Aberdeen Beach and Queens Links is a coastal area in Aberdeen, Scotland, comprising a sandy beach and the adjacent public park known as Queens Links. The beach extends in a broad curve between Aberdeen Harbour and the mouth of the River Don.

The beach experiences ongoing coastal erosion and is protected by a series of groynes designed to retain sand. It is a popular location for walking and water sports, including surfing and windsurfing.

In the early 21st century, sections of the beach underwent a large-scale sand replenishment programme, during which sand was transported by ship from sites further south along the coast and deposited on the beach. Rock armour was also installed in V-shaped formations offshore as part of wider coastal erosion management measures.

The parkland element of the area is known as Queens Links and consists of a large open grassy space running parallel to the shoreline. It is used for informal recreation and outdoor activities, including kite sports during periods of strong coastal winds. A public golf course, Kings Links, is also located within the park.

== History ==
An indoor bathing station, known as the Beach Baths, was located opposite the Beach Ballroom. Designed by the city architect John Rust, it opened in 1898 and remained in operation until 1972, after which the building was demolished.

==Attractions==
Queens Links Leisure Park is located within the area and includes shops, restaurants, and a 9-screen Cineworld cinema, which originally opened under the Virgin Cinemas brand. Adjacent to the leisure park is Codona's Amusement Park.

Further north along the boulevard are several venues, including the Beach Ballroom, the adjoining Beach Leisure Centre with swimming facilities, and the Linx Ice Arena. The area is also home to the outdoor sports facility Transition Extreme.

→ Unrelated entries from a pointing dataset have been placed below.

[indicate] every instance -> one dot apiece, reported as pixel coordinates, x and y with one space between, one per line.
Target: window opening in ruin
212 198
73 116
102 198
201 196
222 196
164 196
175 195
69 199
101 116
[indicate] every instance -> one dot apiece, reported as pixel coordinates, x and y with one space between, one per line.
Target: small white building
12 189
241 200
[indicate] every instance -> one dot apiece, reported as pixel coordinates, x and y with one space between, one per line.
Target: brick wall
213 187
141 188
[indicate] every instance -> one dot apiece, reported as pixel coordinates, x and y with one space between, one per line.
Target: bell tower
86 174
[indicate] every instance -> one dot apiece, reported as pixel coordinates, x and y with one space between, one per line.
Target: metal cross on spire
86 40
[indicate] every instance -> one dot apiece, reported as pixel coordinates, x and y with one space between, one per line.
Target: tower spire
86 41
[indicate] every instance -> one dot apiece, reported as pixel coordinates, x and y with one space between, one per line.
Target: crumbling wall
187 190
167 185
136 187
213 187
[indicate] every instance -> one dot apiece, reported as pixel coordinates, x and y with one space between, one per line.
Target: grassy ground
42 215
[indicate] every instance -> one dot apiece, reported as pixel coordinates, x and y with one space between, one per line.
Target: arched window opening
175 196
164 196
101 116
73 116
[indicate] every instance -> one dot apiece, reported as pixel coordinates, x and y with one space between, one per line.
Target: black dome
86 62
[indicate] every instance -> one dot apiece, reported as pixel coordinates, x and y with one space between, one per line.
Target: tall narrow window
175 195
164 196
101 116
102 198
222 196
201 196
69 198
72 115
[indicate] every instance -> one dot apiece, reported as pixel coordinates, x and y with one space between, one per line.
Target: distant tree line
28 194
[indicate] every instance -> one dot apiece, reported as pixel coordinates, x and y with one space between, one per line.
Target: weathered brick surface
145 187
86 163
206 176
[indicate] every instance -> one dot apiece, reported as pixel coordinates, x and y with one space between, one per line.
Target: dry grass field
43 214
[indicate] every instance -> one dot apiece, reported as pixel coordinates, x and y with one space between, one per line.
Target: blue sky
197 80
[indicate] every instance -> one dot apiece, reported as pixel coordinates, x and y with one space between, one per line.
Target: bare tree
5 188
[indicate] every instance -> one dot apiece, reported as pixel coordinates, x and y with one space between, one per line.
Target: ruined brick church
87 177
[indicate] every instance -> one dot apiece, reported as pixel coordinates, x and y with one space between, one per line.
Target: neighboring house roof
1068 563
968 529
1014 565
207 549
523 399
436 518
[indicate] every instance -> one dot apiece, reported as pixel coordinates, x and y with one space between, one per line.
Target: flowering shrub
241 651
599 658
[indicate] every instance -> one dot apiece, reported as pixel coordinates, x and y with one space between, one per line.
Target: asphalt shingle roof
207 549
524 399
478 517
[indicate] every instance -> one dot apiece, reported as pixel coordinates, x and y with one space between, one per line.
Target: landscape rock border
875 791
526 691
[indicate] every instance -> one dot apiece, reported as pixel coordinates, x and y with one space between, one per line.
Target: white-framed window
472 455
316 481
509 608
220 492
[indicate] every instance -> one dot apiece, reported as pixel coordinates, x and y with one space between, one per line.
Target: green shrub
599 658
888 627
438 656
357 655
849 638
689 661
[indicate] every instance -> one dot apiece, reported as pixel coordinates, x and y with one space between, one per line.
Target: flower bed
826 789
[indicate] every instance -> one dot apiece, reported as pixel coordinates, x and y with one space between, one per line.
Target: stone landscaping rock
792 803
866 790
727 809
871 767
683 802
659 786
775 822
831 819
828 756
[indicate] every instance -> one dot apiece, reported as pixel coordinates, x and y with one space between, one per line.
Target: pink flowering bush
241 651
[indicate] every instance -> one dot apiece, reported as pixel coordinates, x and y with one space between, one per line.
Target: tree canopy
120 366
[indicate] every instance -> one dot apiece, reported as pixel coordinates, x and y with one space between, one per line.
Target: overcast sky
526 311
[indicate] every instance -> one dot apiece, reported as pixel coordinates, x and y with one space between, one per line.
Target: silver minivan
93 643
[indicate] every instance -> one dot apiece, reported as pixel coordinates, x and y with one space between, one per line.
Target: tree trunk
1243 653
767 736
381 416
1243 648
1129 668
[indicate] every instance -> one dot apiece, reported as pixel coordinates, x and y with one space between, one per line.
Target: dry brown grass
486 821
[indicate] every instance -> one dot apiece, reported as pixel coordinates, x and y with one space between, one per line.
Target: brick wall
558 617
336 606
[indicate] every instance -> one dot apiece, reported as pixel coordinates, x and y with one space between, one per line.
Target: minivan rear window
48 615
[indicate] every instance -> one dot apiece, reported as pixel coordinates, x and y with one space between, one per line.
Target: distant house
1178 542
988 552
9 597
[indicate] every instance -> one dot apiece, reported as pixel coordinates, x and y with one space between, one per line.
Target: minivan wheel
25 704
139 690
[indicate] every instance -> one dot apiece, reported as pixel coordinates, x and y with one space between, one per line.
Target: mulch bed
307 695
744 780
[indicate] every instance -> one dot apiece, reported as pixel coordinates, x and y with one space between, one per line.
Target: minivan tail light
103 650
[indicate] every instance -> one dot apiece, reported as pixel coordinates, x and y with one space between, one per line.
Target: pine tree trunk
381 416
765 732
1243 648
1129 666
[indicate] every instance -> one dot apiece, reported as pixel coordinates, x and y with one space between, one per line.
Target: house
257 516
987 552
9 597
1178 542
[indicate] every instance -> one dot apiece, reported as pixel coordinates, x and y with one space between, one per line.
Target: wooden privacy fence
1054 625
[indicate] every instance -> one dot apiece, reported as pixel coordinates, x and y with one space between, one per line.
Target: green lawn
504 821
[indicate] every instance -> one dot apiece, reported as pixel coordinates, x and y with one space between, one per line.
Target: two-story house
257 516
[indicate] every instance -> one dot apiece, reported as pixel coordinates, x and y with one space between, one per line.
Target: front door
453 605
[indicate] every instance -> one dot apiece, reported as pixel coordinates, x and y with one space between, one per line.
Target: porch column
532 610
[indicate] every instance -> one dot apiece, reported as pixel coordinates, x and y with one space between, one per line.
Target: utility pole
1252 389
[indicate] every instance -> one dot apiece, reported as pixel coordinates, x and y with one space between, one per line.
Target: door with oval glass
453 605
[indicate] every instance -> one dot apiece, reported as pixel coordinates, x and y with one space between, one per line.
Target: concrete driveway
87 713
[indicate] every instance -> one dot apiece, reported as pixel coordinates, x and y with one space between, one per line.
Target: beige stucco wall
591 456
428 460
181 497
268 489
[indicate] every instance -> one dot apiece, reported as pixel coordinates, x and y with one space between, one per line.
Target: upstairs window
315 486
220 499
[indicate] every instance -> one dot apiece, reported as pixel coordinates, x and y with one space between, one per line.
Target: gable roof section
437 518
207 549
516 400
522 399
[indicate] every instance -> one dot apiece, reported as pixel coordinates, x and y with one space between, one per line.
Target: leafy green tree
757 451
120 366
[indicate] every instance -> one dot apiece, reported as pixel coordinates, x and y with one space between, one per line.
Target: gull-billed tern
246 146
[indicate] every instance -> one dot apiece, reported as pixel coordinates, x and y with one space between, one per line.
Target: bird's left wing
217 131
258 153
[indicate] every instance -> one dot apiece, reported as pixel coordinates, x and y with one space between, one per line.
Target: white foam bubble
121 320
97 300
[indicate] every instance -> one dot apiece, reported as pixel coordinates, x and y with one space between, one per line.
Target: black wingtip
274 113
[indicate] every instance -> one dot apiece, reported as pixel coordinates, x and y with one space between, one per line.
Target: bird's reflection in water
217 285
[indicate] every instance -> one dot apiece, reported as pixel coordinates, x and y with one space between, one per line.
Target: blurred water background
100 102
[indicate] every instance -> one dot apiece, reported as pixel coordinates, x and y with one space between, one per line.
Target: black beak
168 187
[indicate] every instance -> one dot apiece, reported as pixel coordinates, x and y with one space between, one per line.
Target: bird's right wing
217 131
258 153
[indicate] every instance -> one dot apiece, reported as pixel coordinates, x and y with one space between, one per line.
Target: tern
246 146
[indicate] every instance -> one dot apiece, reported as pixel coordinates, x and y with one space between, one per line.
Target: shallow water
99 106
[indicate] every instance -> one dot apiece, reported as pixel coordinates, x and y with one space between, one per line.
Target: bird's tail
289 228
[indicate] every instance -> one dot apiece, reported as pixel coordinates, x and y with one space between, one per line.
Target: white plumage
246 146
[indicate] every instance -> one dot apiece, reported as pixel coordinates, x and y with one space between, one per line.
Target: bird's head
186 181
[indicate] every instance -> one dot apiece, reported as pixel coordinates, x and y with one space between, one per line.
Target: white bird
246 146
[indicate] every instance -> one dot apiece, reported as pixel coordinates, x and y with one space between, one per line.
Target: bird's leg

The Beach Boulevard retail park is also situated within the area. It was purchased from Abrdn by Realty Income in February 2022.

== Transportation ==

Aberdeen Corporation Tramways previously operated a line to the Queen's Links. The area is now accessible by bus. Previously, the beach, Footdee, and the retail park were served by a loop on route 15; however, changes to bus routes in July 2022 meant that the beach and Footdee were no longer served. Route 13 now calls at the Beach Retail Park.

The Beach Esplanade runs along the coast from Queen's Links in the south to Kings Street in the north. In August 2020, a cycle lane was installed on the beach esplanade with funding from the Scottish Government's Spaces for People initiative. However, Aberdeen City Council removed the cycle lane in December 2020.